Humphrey Bogart and June Allyson
Nearly two decades before M.A.S.H., the Korean War romantic drama Battle Circus, starring Humphrey Bogart and June Allyson as a surgeon and nurse, covered much of the same territory. Indeed, the opening shots of a helicopter hovering above a landscape of tents looks uncannily familiar to any fan of the later film and TV series. This film was made while the war was still going on, and doesn’t quite have the sharp irreverence of the later takes on the conflict, but there are flashes of the same kind of black humour. (The wounded here are ‘incoming mail’.) It is also a lot more downbeat than some of the Second World War flag-wavers, which is perhaps inevitable in a film focusing not on soldiers, but on the army medics called to patch up the wounded and dying. I found the medical and military scenes powerful, but felt it a shame that so much screen time is spent on the rather unconvincing romance between Bogart and Allyson.

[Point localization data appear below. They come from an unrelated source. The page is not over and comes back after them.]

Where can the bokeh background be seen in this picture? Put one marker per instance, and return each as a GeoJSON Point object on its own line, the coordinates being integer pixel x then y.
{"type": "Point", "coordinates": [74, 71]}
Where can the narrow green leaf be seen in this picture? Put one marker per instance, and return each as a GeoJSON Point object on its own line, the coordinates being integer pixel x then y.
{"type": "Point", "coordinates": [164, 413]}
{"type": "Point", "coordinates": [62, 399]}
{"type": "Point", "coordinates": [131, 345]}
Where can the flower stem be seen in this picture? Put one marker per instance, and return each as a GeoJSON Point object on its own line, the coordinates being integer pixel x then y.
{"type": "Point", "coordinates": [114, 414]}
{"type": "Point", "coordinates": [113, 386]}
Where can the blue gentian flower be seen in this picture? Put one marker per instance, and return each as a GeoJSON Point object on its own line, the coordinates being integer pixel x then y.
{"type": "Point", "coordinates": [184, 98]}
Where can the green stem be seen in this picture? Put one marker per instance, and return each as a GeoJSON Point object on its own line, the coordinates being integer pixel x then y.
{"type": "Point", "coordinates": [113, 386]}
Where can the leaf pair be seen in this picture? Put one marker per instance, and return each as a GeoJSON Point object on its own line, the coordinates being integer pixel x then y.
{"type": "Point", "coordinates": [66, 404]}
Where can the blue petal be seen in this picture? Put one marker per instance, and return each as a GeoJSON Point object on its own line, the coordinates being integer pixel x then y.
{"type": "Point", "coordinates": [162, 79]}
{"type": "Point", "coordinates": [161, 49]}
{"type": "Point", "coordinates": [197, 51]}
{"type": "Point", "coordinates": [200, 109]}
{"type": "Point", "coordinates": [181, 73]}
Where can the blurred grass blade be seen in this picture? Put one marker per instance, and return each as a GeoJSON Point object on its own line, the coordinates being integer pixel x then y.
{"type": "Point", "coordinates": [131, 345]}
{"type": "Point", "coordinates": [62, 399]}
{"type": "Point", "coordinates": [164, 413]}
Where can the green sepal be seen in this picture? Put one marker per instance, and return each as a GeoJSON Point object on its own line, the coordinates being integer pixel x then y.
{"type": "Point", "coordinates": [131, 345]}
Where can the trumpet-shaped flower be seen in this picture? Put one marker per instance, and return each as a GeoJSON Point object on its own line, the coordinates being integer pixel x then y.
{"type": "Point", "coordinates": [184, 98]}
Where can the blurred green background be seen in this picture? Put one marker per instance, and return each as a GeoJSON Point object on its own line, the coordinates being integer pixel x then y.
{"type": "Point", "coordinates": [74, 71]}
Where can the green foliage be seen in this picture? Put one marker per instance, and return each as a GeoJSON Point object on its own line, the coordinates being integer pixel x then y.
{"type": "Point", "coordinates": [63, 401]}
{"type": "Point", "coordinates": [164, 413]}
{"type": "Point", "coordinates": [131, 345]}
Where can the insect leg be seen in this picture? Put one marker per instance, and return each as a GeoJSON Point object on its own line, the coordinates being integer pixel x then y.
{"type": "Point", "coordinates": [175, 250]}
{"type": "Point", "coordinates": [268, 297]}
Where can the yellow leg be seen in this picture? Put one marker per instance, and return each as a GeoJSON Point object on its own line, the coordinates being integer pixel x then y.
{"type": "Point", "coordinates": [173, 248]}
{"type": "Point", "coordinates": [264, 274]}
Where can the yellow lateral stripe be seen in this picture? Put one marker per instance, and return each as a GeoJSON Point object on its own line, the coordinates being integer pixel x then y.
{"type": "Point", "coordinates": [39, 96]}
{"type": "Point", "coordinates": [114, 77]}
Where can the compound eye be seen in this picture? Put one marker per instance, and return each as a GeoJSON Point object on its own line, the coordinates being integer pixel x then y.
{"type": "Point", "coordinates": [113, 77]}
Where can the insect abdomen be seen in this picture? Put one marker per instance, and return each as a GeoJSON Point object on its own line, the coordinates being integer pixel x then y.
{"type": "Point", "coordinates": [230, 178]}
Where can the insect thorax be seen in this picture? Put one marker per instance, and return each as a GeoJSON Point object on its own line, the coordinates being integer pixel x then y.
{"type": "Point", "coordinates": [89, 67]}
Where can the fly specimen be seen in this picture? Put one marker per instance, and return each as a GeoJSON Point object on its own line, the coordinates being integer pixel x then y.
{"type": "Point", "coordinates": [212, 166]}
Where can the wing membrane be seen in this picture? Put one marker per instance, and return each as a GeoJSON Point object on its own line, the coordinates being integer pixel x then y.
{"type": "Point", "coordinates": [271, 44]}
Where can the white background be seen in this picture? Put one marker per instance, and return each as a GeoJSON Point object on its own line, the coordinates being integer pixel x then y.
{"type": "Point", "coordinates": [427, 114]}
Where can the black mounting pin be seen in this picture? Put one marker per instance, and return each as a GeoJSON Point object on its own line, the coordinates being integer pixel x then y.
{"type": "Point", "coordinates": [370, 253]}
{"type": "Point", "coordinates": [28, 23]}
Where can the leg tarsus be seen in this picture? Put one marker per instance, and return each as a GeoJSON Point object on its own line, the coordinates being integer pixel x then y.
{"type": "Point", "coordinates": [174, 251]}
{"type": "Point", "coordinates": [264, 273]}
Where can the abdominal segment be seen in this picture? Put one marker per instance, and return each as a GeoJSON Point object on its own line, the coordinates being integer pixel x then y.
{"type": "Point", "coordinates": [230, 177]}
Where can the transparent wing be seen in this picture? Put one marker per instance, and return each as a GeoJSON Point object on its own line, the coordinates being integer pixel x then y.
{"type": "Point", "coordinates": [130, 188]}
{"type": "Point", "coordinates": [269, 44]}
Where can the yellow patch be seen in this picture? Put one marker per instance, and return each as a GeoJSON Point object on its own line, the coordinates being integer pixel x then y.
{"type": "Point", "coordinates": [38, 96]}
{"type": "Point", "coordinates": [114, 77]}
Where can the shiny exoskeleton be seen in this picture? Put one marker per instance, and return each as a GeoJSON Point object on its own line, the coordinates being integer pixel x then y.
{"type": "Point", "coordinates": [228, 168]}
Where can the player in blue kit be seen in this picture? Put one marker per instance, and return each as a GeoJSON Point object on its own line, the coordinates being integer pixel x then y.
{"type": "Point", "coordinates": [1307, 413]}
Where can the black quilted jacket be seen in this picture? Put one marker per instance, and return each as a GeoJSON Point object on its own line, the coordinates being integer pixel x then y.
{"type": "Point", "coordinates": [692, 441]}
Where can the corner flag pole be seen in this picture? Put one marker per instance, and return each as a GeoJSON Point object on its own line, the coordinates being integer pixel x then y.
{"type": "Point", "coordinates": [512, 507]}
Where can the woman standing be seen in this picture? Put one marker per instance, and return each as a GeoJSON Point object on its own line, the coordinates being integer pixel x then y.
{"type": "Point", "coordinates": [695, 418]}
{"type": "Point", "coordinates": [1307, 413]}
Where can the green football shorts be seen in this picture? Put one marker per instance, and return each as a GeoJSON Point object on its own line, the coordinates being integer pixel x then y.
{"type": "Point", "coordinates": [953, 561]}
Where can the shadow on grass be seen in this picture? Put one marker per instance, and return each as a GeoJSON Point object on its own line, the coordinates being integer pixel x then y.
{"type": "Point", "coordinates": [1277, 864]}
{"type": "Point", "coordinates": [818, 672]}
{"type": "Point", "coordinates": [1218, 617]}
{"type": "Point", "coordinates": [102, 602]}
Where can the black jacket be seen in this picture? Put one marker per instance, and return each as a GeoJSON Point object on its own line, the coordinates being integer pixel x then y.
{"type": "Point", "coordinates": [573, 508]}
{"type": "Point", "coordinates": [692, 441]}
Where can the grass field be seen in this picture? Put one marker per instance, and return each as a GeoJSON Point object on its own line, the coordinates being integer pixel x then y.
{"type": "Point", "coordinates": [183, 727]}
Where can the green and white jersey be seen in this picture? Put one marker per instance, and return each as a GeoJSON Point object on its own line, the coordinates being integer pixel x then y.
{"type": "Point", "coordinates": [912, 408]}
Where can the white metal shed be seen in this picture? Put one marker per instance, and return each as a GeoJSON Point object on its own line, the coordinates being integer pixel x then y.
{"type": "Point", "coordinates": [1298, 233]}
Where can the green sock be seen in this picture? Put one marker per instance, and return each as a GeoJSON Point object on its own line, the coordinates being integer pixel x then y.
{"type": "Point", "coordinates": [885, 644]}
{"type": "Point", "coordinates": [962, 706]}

Bogart stars as Major Jed Webbe, a hard-bitten, weary surgeon with a gift for sarcastic one-liners, who shows the way forward to Hawkeye Pierce in M.A.S.H. Like Hawkeye, Jed is starting to show the strain of his daily struggle to save lives, and at one point is tempted to drown his sorrows with an illicit bottle of whisky. However, he is soon in trouble for this, even though he is off-duty at the time, as his commanding officer (Robert Keith) tersely points out that he must be sober and ready to work 24 hours a day, if required.
In another scene, after a young soldier has died on the operating table, Webbe briefly walks out of the room to cope with his emotions, and is followed by Lt Ruth McGara (Allyson), who tells him: “Don’t blame yourself for that man dying.” “It’s not just him,” he replies. “It’s all the others – all the young men, the futility of it all.” At another point he suggests that the Korean war will become the third world war in one lifetime – bringing out the fears of those living through it.